72 Pa. 57 | Pa. | 1872

The opinion of the court was delivered, by

Sharswood, J.

— The learned judge below came, we think, to the right conclusion upon the question raised by the third assignment of error, as to the effect of the judgment before Justice Reed rendered on the transcript of Justice Light. Reed had no jurisdiction or power to proceed in that way, and if that judgment had come directly in question upon appeal or certiorari it must have been so held, as was decided in Koons v. Headley, 13 Wright 168. The authorities cited by the learned judge in his able opinion demonstrate that where a justice has general jurisdiction his judgment cannot be impeached collaterally by showing that he had no jurisdiction in the particular form adopted. The general jurisdiction was of debts under one hundred dollars. The special case of which he had no jurisdiction was of proceedings upon the transcript of a justice whose term of office had expired. Must the plaintiff, the justice and the constable, be involved in the consequence of a trespass by a mistake upon such a point as this ? We think not. Although the justice had no jurisdiction to proceed upon the transcript, his judgment after hearing the parties, the defendant admitting the plaintiff’s demand, was not absolutely void, and could not be impeached in a collateral proceeding by parol evidence.

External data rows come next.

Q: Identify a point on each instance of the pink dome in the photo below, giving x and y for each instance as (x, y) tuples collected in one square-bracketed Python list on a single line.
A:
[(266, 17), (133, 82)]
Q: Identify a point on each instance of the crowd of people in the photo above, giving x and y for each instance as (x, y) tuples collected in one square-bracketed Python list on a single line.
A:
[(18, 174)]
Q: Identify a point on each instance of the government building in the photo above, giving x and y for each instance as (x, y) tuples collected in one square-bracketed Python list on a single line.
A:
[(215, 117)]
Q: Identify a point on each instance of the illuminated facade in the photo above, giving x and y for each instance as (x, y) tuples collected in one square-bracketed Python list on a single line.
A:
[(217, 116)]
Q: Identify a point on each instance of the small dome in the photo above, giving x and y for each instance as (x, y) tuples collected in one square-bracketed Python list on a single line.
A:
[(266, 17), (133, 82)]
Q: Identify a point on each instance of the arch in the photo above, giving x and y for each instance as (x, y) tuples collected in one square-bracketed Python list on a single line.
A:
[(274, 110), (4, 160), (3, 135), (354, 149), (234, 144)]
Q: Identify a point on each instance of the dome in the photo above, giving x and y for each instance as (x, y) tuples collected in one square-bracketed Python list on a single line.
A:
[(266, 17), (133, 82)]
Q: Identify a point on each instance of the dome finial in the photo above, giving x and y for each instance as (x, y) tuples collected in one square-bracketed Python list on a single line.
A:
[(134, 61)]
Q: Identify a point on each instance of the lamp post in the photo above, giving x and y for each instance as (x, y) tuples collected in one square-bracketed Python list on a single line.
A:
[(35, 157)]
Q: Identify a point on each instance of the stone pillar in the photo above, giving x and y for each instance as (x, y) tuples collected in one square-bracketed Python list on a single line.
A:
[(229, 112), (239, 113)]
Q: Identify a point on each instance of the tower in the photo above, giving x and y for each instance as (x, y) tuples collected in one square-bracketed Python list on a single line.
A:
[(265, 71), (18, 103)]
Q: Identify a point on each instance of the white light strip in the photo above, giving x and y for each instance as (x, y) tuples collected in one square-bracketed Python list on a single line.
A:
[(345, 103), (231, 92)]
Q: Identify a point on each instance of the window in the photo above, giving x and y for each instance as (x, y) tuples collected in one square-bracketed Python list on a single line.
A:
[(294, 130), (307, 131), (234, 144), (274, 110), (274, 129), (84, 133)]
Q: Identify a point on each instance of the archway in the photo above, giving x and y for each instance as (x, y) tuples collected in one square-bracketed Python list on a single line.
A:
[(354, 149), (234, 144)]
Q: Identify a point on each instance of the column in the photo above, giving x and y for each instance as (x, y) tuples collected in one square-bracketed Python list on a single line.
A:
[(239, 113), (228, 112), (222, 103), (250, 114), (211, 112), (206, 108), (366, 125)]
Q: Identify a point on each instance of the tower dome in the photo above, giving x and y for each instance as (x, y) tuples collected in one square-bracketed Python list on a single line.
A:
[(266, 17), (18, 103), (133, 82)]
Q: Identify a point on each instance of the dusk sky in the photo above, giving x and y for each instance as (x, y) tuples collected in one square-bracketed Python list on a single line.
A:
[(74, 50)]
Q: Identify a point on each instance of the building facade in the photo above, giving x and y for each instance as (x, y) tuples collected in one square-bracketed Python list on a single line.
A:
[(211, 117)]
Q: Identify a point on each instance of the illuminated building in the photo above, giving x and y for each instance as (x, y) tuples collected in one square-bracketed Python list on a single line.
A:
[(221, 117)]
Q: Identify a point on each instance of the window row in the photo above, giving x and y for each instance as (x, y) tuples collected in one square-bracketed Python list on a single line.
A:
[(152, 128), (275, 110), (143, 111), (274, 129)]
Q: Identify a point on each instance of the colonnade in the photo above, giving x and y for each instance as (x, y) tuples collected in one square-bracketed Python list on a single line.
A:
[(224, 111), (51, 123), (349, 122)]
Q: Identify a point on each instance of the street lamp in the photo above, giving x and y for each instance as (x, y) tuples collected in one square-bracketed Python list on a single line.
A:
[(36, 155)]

But we think the first assignment of error must be sustained. The learned judge erred in affirming the defendant’s third point, that if his separate property was seized and sold under a joint execution against him and another, he was not entitled to the ben*60efit of tbe three hundred dollar exemption law, and therefore could not recover. He relied mainly on the opinion of the court delivered by the present Chief Justice in Bonsall v. Comly, 8 Wright 442. That was the case of a joint execution levied on joint property of several defendants, and was certainly neither within the letter nor the spirit of the Exemption Law. The Chief Justice, however, was careful in his opinion to exclude the conclusion that its principle reached the question now before us. Here the execution was levied on the property of “ a defendant” and a “debtor” — for so far as he was concerned when his several property was seized for a debt for which he was liable therefor jointly with another — it was to all intents and purposes the same as if it had been on a several execution issued on a several judgment. The practical difficulties in the way of a,n exemption claim by joint debtors out of joint property do not arise. Each debtor has a right under the law to an exemption of his own property to the extent of the three hundred dollars; and no reason whatever exists that he should not have the benefit of it for himself and his family. If, under the same execution, the several property of each should be seized, there must undoubtedly be two sets of appraisers — but that forms no objection — because the property of each to be appraised is different. It did present a difficulty in the case of joint property, for there it would be an appraisement of the same things by two different sets of appraisers.

Judgment reversed, and venire facias de novo awarded.